Frankly I doubt that they've done a detailed enough analysis to know these kinds of things at TRL 2-3, at best they've done a back of the envelope calculation based on lab results at small scale to show it's not obviously stupid, or if they're really on the ball they've got a license for Aspen and have some incredibly oversimplified model that shows it's not obviously stupid.
Really, at this development level, "not obviously stupid" is a pretty positive thing. If they're doing the work right, they are trying to demonstrate that it's stupid every day because that's how you avoid discovering it's stupid after five years of R&D and $50M.
Maybe you are in your area of expertise. I admit I am not.
In computer science, such efficiency gains are rather common. In physics, and thermodynamics in particular, a single 5% energy efficiency gain is huge.

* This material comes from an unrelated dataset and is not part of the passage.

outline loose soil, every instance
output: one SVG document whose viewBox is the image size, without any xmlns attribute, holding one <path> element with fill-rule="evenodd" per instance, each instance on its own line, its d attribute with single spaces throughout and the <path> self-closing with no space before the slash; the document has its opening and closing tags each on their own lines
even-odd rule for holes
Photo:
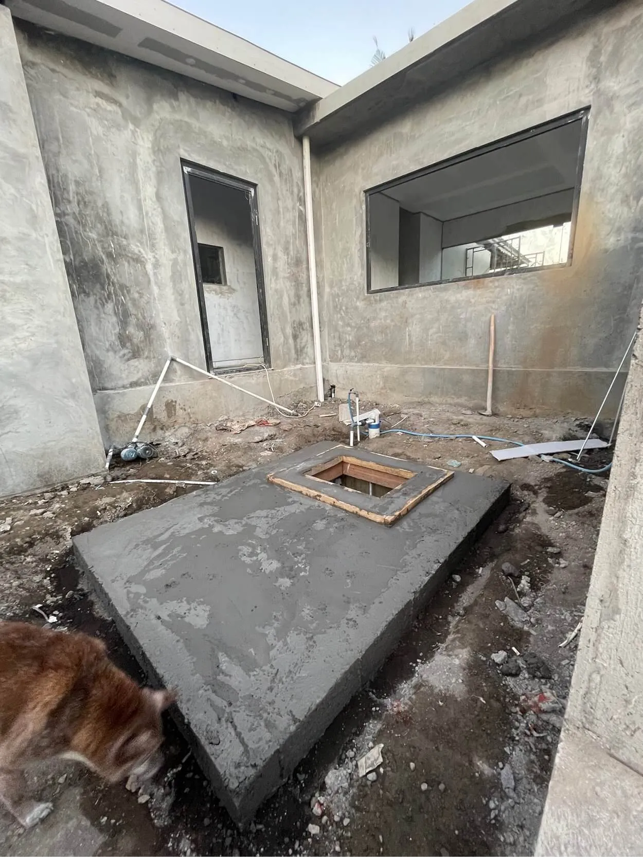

Yes, this is very close to my area of expertise, my previous job title was director of chemical process development but I've got my degrees in materials science and physics so I think I mostly understand what they're doing in a broad sense if not the details at small scale. But yes, a 5% energy efficiency gain would be an enormous deal for some chemicals like ammonia. A 1% efficiency gain there is last I checked 2 power plants per year that could be taken offline in response to the lost demand.
But for most chemicals the energy efficiency is important while material efficiency is more important. Usually there are tradeoffs. For instance I have made a chemical to 99.8% purity without a ton of purification. If it were to 99% then I'd have to spend a lot more energy to reach 99.8% purity (which happened to be required to be useful as a product). But the process to reach 99% is simpler and uses less energy than the process to reach 99.8%. So really it's just an optimization problem where you definitely cannot assume that improving the yield or efficiency of one part of the system will result in an overall efficiency improvement unless you model it all.
The problem is that it is premature to talk about energy efficiency in any remotely meaningful way here because the "big box" you need to draw around your system is vastly bigger when you're talking about a complicated plant doing by my count at least a dozen (including heating, cooling, separations, etc) processes simultaneously.
I'm not saying that their idea wouldn't work in that context, I am simply saying that at TRL 2-3, if this were me doing the work, we would have noted the amine issue and deferred it until a later TRL level because it's theoretically a non-core technology to remove it. It doesn't tell you much about your throughput of your membrane or what salt gradients it works with or how to power it -- that's what I would expect them to be focusing on.
Removing the amine would be like TRL 3-4 maybe, if they're on the ball, but they have to attack the problems most likely to result in failure first. Amine contamination is way lower on a priority list than, say, the membrane rupturing every seventeen days. That's literally just more where I would guess they are at development-wise, regardless of whatever claims they make.
I just cannot trust claims made at that TRL level, at best they're extremely optimistic guesses extrapolated from a 1L benchtop apparatus they are trying to model a whole plant using data from. It's a good thing to do. It won't give a correct answer, but it will give you an idea of what's important at least.
Which, for the uninitiated, means it is starting feasibility testing and are just barely starting development. I would bet they haven't solved that in any significant scale, that sort of issue wouldn't have come up yet at their development level.